[PORTRAIT 4/5] Présidentielle au Sénégal: Madické Niang, le dissident

Madické Niang, ministre sénégalais des Affaires étrangères, à Moscou le 8 février 2011.
© Alexander Natruskin / Reuters

Au Sénégal, ils sont cinq dans la course à la présidentielle : le sortant Macky Sall, Idrissa Seck, Madicke Niang, Issa Sall et Ousmane Sonko. A moins d'un mois du scrutin, RFI dresse chaque jour le portrait de l’un des candidats. Aujourd’hui, jeudi 31 janvier : Madické Niang, du Parti démocratique sénégalais, parti qui a toujours désavoué sa candidature, la jugeant dissidente face à celle de Karim Wade.

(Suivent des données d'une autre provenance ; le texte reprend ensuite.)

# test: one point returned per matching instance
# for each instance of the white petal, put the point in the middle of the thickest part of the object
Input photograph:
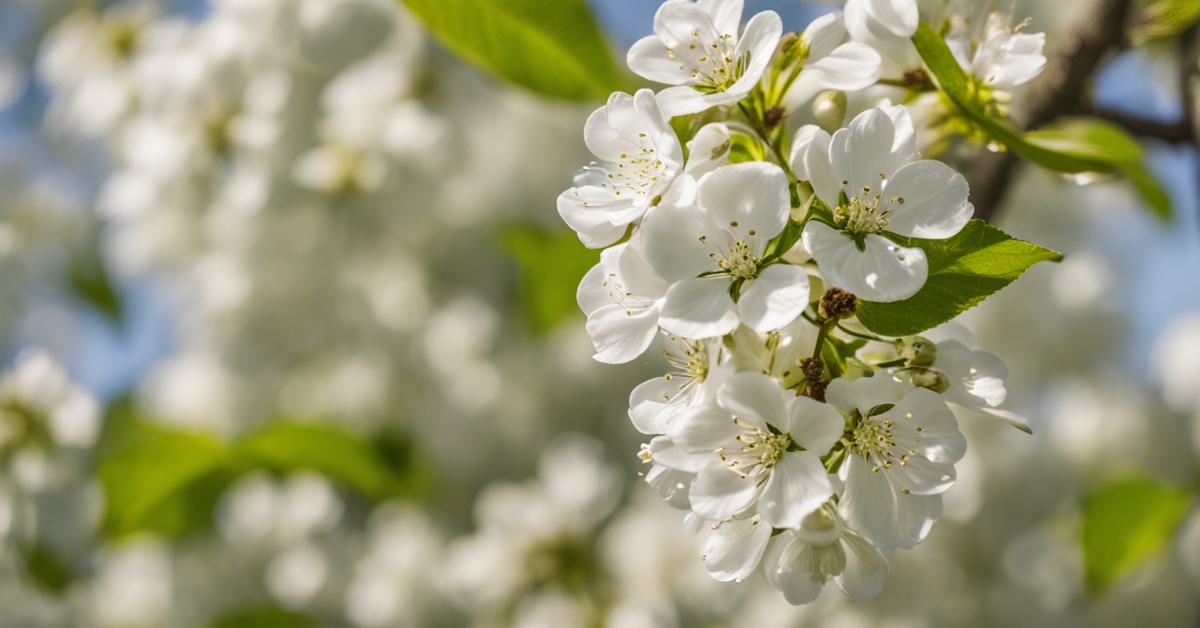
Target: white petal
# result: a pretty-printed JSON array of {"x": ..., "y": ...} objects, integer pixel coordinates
[
  {"x": 864, "y": 393},
  {"x": 1012, "y": 418},
  {"x": 935, "y": 201},
  {"x": 589, "y": 222},
  {"x": 748, "y": 199},
  {"x": 735, "y": 548},
  {"x": 684, "y": 100},
  {"x": 703, "y": 429},
  {"x": 810, "y": 161},
  {"x": 753, "y": 396},
  {"x": 977, "y": 377},
  {"x": 672, "y": 241},
  {"x": 867, "y": 568},
  {"x": 665, "y": 452},
  {"x": 592, "y": 293},
  {"x": 877, "y": 509},
  {"x": 648, "y": 402},
  {"x": 798, "y": 485},
  {"x": 883, "y": 271},
  {"x": 775, "y": 298},
  {"x": 850, "y": 67},
  {"x": 823, "y": 34},
  {"x": 700, "y": 307},
  {"x": 939, "y": 438},
  {"x": 861, "y": 153},
  {"x": 601, "y": 135},
  {"x": 619, "y": 334},
  {"x": 648, "y": 59},
  {"x": 726, "y": 15},
  {"x": 900, "y": 17},
  {"x": 718, "y": 494},
  {"x": 759, "y": 40},
  {"x": 708, "y": 150},
  {"x": 798, "y": 585},
  {"x": 814, "y": 425}
]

Devant une des nombreuses mosquées de Dakar, Ibrahima Faye porte un gilet orange. C’est pour mieux être vu sur les routes : l’homme est mécanicien et répare bénévolement les voitures qui vont dans la ville sainte de Touba. « C'est quelqu'un de bien. Il a un caractère ferme, et il aide les gens. La chose la plus importante dans la vie, c'est aider. Il aide. C'est quelqu'un de superbe », affirme-t-il.

Touba est la destination préférée de Madické Niang pour faire campagne. Le candidat bénéficie d’une grande popularité dans ce bastion historique du PDS. Mais Madické Niang manque d’appui sur le territoire, estiment ses détracteurs. Le candidat assure qu’il est loin d’être seul : « La réalité est là pour apporter un démenti cinglant. J'ai des représentants partout. »

Pour le pays, il souhaite s’inspirer de son mentor : l’ancien président Abdoulaye Wade. « Ma vision est aujourd'hui celle que le président Wade avait déclinée en libéralisme social qui peut encourager la concurrence tout en soutenant les couches les plus défavorisées », dit-il.

Un exercice d'équilibriste

Mener son aventure revendiquant sa filiation avec Abdoulaye Wade mais sans le PDS, c’est l’équation que doit encore résoudre le candidat. En effet, début octobre 2018, Madické Niang se porte candidat à la présidentielle. Un coup d’éclat rapidement désavoué par la majorité du Parti démocratique sénégalais. Désavoué surtout par Abdoulaye Wade. L’ancien président signe un communiqué au vitriol dans lequel il accuse le dissident d’être téléguidé par le pouvoir, directement par Macky Sall.

Pourtant, Madické Niang a toujours assuré s’être positionné comme le plan B, le recours en cas d’invalidation de la candidature de Karim Wade. L’homme a vu juste. Le candidat investi par le PDS a bien été exclu du scrutin par le Conseil constitutionnel. La ligne du parti, elle, n’a pas bougé : c’est Karim Wade ou rien.

Né à Saint-Louis, Madické Niang est un fidèle parmi les fidèles d’Abdoulaye Wade. Ministre des Affaires étrangères en 2009, il est encore l’avocat de l’ancien président lors de l’affaire Babacar Seye. A 65 ans, l’homme assure qu’il sera la surprise de l’élection.

Papis Lo, étudiant, est quant à lui mitigé sur les chances de Madické Niang. « C'est vrai qu'il a pris ses responsabilités. Il veut partir tout seul. Pour moi, il ne sait pas ce qu'il veut. Je pense que c'est ça son problème. »

Reste à savoir si le vote des électeurs du parti est conditionné par le soutien d’Abdoulaye Wade. Un geste que le candidat n’a toujours pas obtenu.